Learning Turtles

Demonstration of Reinforcement Learning Algorithms to Search for a Goal

Learning Turtles is a program I developed in NetLogo which demonstrates a reinforcement learning search technique and compares its effectiveness to other search techniques used in Artificial Intelligence programming. The program is developed using NetLogo's native agent-based programming language and utilizes NetLogo's tools and modelling environment.

The program begins by generating an obstacle filled grid-like environment with a lone agent (or turtle) placed in a random location (i.e. patch). An additional single patch is colored red at random, indicating the goal patch. The agent's objective is to search for and move to this goal patch using one of three provided AI search algorithms:

Random - The agent will move in random directions until it finds the goal patch. Visited patches are not recollected so it is possible for the agent to visit a patch more than once. This method involves no planning and takes the agent the longest time on average to find the goal compared to the other two search algorithms. Although it is not really considered an AI search method, it is used to demonstrate how other search algorithms that involve planning or heuristics can be more efficient.

The random search is the only search in which the agent attempts to guess where the goal patch is. For the following searches, the agent analyses the environment, remembers the patches it analyzed and plans a path to the goal before it begins traverse the environment.

Greedy Movement (Heuristic) - The agent now has an idea as to where the goal is by using a heuristic as its basis to reaching it. The heuristic it uses is: "h(n) = the shorter the distance between the goal patch and a specific patch, n, the greater the value that n has." The distance between a patch and the goal is calculated using the Distance Formula. The agent will use the distance formula to evaluate its four surrounding patches to see which has the lowest value. The agent will then move to that node and repeat the process until it finds the goal.

The main issue with this method is that the agent does not plan a path to the goal before it traverses the environment.

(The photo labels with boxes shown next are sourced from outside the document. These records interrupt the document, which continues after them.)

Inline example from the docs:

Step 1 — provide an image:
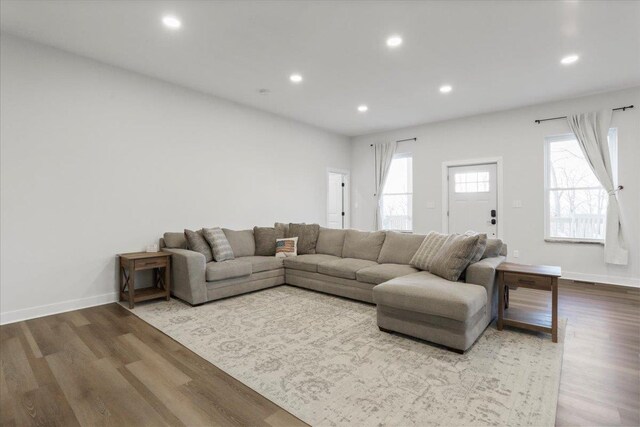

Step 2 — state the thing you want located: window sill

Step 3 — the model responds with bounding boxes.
[544,237,604,246]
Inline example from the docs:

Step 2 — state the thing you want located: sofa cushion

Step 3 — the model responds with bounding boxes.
[318,258,378,280]
[373,271,487,322]
[287,224,320,255]
[238,255,284,273]
[222,228,256,257]
[205,259,251,282]
[253,227,276,256]
[202,227,235,262]
[378,231,426,264]
[273,222,289,239]
[162,231,187,249]
[484,238,502,259]
[342,230,386,261]
[184,229,213,262]
[409,231,449,271]
[316,227,347,257]
[429,234,480,282]
[356,264,418,285]
[284,254,340,273]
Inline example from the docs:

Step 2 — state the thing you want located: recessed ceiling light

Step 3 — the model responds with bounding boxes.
[560,55,580,65]
[387,36,402,47]
[162,15,182,30]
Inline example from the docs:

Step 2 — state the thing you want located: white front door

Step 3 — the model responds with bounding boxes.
[448,163,500,238]
[327,172,345,228]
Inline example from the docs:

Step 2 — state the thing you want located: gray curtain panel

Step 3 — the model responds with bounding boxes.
[567,109,629,265]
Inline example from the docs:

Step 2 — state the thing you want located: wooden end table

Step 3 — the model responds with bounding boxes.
[496,262,562,342]
[119,252,171,308]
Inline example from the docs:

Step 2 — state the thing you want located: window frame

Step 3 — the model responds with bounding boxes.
[544,127,618,245]
[380,153,413,234]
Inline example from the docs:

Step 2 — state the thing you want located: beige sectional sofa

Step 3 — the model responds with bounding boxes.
[160,228,506,351]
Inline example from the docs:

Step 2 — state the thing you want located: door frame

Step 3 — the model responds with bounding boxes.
[442,156,505,239]
[324,167,351,230]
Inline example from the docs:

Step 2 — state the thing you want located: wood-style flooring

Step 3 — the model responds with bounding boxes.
[0,284,640,426]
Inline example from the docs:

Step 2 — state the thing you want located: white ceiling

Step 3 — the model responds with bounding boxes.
[0,0,640,135]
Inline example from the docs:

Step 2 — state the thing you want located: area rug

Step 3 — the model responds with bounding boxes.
[133,286,565,426]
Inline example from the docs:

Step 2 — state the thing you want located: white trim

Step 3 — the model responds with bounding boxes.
[442,156,505,240]
[325,167,351,230]
[561,271,640,288]
[0,292,119,325]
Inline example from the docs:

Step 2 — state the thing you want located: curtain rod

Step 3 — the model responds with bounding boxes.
[369,138,418,147]
[534,105,633,124]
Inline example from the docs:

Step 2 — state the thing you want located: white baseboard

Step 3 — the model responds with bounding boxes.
[0,292,119,325]
[562,271,640,288]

Although this method could potentially have optimal performance (i.e. traverse the environment in the shortest possible amount of time) and find the shortest possible path to the goal, the agent will occasionally reach dead ends. The more obstacles the environment has, the more likely the agent will be blocked and will cease to find the goal. Consequently, it is best for the agent to not only have an idea as to where the goal is, but to also plan its path before it begins to move.

Reinforcement Learning - the reinforcement learning algorithm evaluates every accessible patch in the environment and are assigned a value based on where it is in relation to the goal patch. The patches are assigned using an algorithm that utilizes a variation of the Bellman Equation. Every node in the environment starts off with a value of 0. After every iteration, each node is reassigned the lowest value of its child nodes. Added to that value is the path cost between the node being evaluated and the child node with the lowest value. The goal node is always assigned 0 after every iteration. This allows for the values of its surrounding nodes to stabilize and thus, create a path of decreasing value towards the goal in all directions of the environment. If a patch or set of patches is blocked off from the goal or if a patch is an obstacle, it is given a value of -1 and are highlighted in yellow.

After all patches are evaluated and the environment is stabilized, the agent follows a heuristic that is different from the previous search method: "h(n) = the smaller the node's value, the greater the heuristic value." From its starting position, the agent looks at its surrounding nodes and moves to the node with the lowest value. Doing so allows it to move one step closer to the goal patch. The agent continues this until it reaches the goal.

Although the agent may take a considerable amount of time to evaluate the environment, especially if the environment is large, not only does this method guarantee the shortest possible path to the goal, the agent will never hit a dead end unless it is completely blocked off by obstacles. In which case, it will report failure before it even moves.

I created this program as part of a project for an Artificial Intelligence class I enrolled in while attending Brooklyn College. The objective of the project was to demonstrate learning and planning techniques and to compare them with other search methods.

In addition to the searches mentioned, the program also provides minor features such as displaying the number of steps the agent takes, and the ability to see the values of each patch in real time. Additionally, the lower the value of the patch, the lighter green a patch will display. The end result shows a gradient that spreads outward from the goal node.